In the past object storage solutions were really only concerned with capacity – performance was barely a consideration. However, modern workloads such as AI/ML and data analytics leverage S3 compatible storage, and these very often have significant performance demands. Nutanix Objects has been internally benchmarked with high intensity workloads on both hybrid and all flash systems (see https://portal.nutanix.com/page/documents/solutions/details?targetId=TN-2098-Nutanix-Objects-Performance-INTERNAL-ONLY:TN-2098-Nutanix-Objects-Performance-INTERNAL-ONLY) and as a result we have a good understanding into Objects’ performance capabilities with a variety of workload profiles. Extrapolations can reliably be taken from these results to model performance scaling, since Objects I/O performance scales linearly. The data gleaned from the benchmark testing is used by Sizer to determine the minimum number of Objects workers – and therefore nodes – needed to deliver a certain level of performance.  

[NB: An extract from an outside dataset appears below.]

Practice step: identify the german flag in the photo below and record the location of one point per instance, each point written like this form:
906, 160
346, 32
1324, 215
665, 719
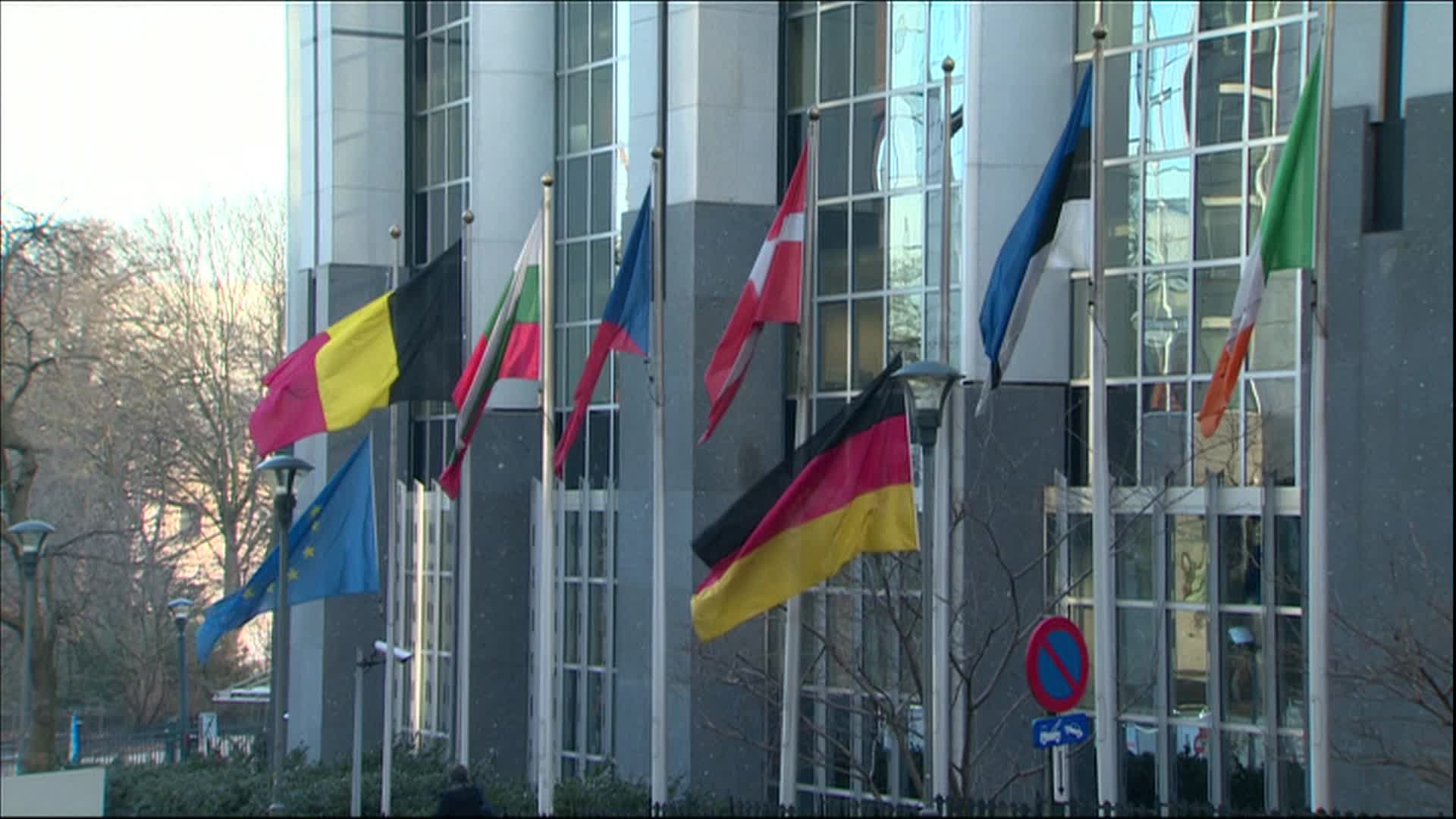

It should also be noted that there are factors outside the object store, such as network speed and number of client connections, that play a significant role in achieving the best possible performance from Nutanix Objects. Regarding the number of client connections, it should be noted that each node/worker needs 60-75 concurrent client connections driving I/O for maximum performance potential to be realized.

Perhaps more commonly, node count will be driven by capacity requirements. Even in these cases however, the minimum Objects worker count needed for performance should still be noted, especially in mixed deployments (discussed further below). 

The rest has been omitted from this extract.